Varma received a Bachelor of Technology degree from the Indian Institute of Technology Bombay, a Master of Science degree from the University of Oklahoma, and a Doctor of Philosophy degree from Lehigh University.

== Career ==

After receiving the doctorate, Varma joined Michigan State University as an assistant professor. He joined Purdue University in 2004 as an assistant professor and was promoted to associate professor in 2008 and professor in 2014.

Varma became associate director of Purdue's Bowen Laboratory in 2015 and director in 2017. In 2018, he was named Karl H. Kettelhut Professor.

== Research ==

Varma's research focuses on steel and steel-concrete composite structural systems and their behavior under fire, seismic, blast, and impact loading. The American Institute of Steel Construction states that his work is incorporated into AISC specifications including AISC 360, AISC 341, and AISC N690.

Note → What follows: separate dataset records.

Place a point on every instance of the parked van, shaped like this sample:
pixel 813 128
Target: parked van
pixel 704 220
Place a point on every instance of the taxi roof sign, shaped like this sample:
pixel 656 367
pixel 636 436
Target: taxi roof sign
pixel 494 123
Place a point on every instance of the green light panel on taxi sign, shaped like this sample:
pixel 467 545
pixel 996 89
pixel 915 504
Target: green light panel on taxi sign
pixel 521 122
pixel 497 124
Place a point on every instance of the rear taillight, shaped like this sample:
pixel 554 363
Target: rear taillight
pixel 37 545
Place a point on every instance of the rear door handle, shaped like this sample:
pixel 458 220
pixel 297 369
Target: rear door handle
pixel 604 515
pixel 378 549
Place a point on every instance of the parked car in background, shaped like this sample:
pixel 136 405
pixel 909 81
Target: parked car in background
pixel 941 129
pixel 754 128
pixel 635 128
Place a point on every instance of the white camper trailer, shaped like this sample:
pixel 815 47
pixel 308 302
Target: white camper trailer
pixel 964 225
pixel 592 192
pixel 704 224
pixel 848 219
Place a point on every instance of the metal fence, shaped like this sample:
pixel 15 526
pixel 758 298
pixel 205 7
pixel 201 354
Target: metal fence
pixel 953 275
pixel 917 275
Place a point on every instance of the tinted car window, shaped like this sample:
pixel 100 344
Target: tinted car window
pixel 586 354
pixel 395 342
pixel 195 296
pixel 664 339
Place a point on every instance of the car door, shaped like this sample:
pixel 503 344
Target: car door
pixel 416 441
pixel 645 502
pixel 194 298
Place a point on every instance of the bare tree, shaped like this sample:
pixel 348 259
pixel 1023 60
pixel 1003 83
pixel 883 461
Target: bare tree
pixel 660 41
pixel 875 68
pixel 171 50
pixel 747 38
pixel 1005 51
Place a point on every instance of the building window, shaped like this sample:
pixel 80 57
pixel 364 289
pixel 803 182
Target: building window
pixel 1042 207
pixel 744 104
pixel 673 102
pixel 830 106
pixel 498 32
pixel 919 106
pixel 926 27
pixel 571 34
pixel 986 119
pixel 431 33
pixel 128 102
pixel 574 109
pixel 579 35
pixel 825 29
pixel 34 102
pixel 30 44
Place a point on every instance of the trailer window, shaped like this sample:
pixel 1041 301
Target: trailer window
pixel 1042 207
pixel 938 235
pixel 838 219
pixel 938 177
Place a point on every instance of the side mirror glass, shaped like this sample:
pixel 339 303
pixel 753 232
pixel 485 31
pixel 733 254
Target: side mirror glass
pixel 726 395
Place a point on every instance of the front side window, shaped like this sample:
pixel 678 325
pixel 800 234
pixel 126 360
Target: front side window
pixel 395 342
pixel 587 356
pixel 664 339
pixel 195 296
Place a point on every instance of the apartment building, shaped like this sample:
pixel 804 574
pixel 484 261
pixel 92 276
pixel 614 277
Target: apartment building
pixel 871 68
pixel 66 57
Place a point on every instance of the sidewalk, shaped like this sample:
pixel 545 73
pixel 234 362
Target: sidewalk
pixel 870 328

He has contributed to development of composite plate shear wall systems and SpeedCore construction methods. In 2023, AISC released Design Guide 38: SpeedCore Systems for Steel Structures. Additional coverage appears in Engineering News-Record. The American Society of Civil Engineers has described SpeedCore as a non-proprietary composite core system used to accelerate construction.

== Awards and honors ==

- Varma received AISC Special Achievement Awards in 2017 and 2020.

- In 2019, he received the ASCE Shortridge Hardesty Award. In 2021, he received the AISC T. R. Higgins Lectureship Award.
- Also in 2021, he received the ASCE Stephen D. Bechtel Jr. Energy Award.
- In 2025, he received the AISC Lifetime Achievement Award.